Arrêt du 22 février 2016

Cour de droit pénal

Composition
MM. et Mme les Juges fédéraux Denys, Président,
Jacquemoud-Rossari et Oberholzer.
Greffière : Mme Mabillard.

Participants à la procédure
X.________, représenté par Me Eric Stauffacher, avocat,
recourant,

contre

Ministère public central du canton de Vaud, avenue de Longemalle 1, 1020 Renens
VD,
intimé.

Objet
Banqueroute frauduleuse et fraude dans la saisie,

recours contre le jugement de la Cour d'appel pénale du Tribunal cantonal du
canton de Vaud du 30 mars 2015.

Faits :

A. 
Par jugement du 4 novembre 2014, le Tribunal correctionnel de l'arrondissement
de Lausanne a reconnu X.________ coupable de banqueroute frauduleuse et fraude
dans la saisie et l'a condamné à une peine privative de liberté de 20 mois,
assortie d'un sursis de 5 ans.

Statuant le 30 mars 2015, la Cour d'appel pénale du Tribunal cantonal vaudois a
rejeté l'appel du prévenu contre le jugement précité, qu'elle a entièrement
confirmé.

Les faits reprochés à X.________ sont les suivants. Entre les mois de mai et
juillet 2008, alors qu'il faisait l'objet de poursuites, le prévenu a omis
d'annoncer à l'office des poursuites compétent qu'il avait perçu de la part de
la société A.________ SA des commissions de courtage, respectivement des
avances sur commissions de courtage, pour plusieurs centaines de milliers de
francs; dans le cadre de ces procédures de poursuites, des actes de défaut de
biens ont été délivrés aux créanciers. Entre les mois d'octobre 2008 et
novembre 2010, dans les mêmes circonstances, il a omis de déclarer qu'il
percevait mensuellement de la société B.________ SA la somme de 1'455 fr. 85,
par le truchement du paiement des traites de leasing d'un véhicule mis à sa
disposition exclusive par la société A.________ SA.

B. 
Agissant par la voie du recours en matière pénale auprès du Tribunal fédéral,
X.________ conclut à son acquittement, subsidiairement à l'annulation du
jugement de la cour cantonale du 30 mars 2015 et au renvoi de la cause à
l'autorité de première instance, respectivement au ministère public, pour
nouveau jugement sur la base d'un acte d'accusation complété et modifié par le
ministère public. Il requiert en outre l'octroi de l'assistance judiciaire et
de l'effet suspensif.

Considérant en droit :

1. 
Le recourant allègue que l'art. 163 CP est inapplicable en l'espèce et que les
autorités cantonales ont violé le principe de l'immutabilité de l'acte
d'accusation, ce dernier étant par ailleurs insuffisant.

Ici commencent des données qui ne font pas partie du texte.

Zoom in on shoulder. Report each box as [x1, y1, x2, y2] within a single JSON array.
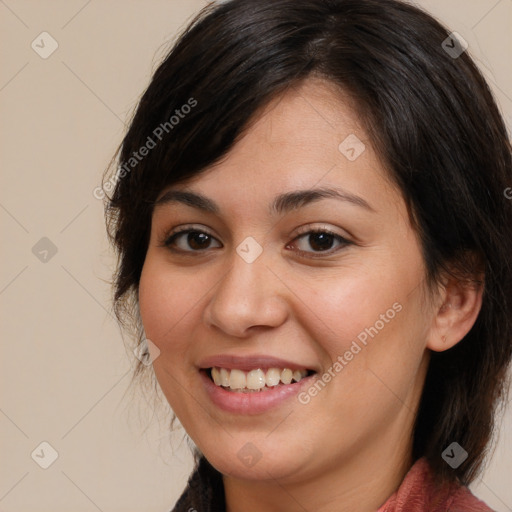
[[378, 458, 493, 512]]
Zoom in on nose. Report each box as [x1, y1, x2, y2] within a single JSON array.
[[204, 245, 288, 338]]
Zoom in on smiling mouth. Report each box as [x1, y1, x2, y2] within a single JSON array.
[[203, 366, 316, 393]]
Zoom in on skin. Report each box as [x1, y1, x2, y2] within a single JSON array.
[[139, 78, 481, 512]]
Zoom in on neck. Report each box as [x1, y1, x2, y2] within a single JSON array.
[[223, 396, 420, 512], [223, 440, 412, 512]]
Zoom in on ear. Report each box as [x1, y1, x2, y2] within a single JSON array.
[[426, 264, 484, 352]]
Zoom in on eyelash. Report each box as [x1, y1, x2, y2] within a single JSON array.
[[160, 226, 353, 258]]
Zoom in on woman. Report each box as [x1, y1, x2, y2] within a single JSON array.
[[102, 0, 512, 512]]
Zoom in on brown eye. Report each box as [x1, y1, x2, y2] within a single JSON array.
[[294, 229, 351, 257]]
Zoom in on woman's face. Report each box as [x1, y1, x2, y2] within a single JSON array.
[[139, 79, 440, 483]]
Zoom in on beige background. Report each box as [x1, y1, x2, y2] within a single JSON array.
[[0, 0, 512, 512]]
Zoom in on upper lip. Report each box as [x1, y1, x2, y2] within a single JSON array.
[[198, 354, 316, 371]]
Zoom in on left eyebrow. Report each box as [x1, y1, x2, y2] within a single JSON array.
[[155, 188, 375, 215]]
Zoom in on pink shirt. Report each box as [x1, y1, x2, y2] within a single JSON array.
[[377, 458, 493, 512]]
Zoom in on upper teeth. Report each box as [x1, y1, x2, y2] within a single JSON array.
[[212, 367, 308, 389]]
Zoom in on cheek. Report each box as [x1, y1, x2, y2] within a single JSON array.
[[139, 253, 204, 361]]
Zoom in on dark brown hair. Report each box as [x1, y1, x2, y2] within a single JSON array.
[[106, 0, 512, 484]]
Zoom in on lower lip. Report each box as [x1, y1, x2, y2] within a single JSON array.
[[199, 370, 314, 414]]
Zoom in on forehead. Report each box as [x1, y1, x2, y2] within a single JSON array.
[[154, 78, 396, 215]]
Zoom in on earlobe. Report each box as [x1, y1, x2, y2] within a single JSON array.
[[426, 279, 483, 352]]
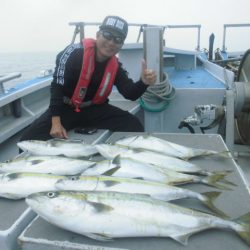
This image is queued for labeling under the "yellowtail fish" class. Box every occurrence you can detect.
[17,139,97,158]
[95,144,230,175]
[115,134,229,159]
[55,175,226,217]
[0,173,66,200]
[26,191,250,245]
[82,156,231,189]
[0,155,95,175]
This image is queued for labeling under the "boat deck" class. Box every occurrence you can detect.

1.1. L'art. 9 CPP consacre la maxime d'accusation. Selon cette disposition, une
infraction ne peut faire l'objet d'un jugement que si le ministère public a
déposé auprès du tribunal compétent un acte d'accusation dirigé contre une
personne déterminée sur la base de faits précisément décrits. En effet, le
prévenu doit connaître exactement les faits qui lui sont imputés et les peines
et mesures auxquelles il est exposé, afin qu'il puisse s'expliquer et préparer
efficacement sa défense (ATF 126 I 19 consid. 2a p. 21; 120 IV 348 consid. 2b
p. 353). Le tribunal est lié par l'état de fait décrit dans l'acte d'accusation
(principe de l'immutabilité de l'acte d'accusation), mais peut s'écarter de
l'appréciation juridique qu'en fait le ministère public (art. 350 al. 1 CPP), à
condition d'en informer les parties présentes et de les inviter à se prononcer
(art. 344 CPP).

Les art. 324 ss CPP règlent la mise en accusation, en particulier le contenu
strict de l'acte d'accusation. Selon l'art. 325 CPP, l'acte d'accusation
désigne notamment les actes reprochés au prévenu, le lieu, la date et l'heure
de leur commission ainsi que leurs conséquences et le mode de procéder de
l'auteur (let. f); les infractions réalisées et les dispositions légales
applicables de l'avis du ministère public (let. g). En d'autres termes, l'acte
d'accusation doit contenir les faits qui, de l'avis du ministère public,
correspondent à tous les éléments constitutifs de l'infraction reprochée au
prévenu (arrêt 6B_489/2013 du 9 juillet 2013 consid. 1.1).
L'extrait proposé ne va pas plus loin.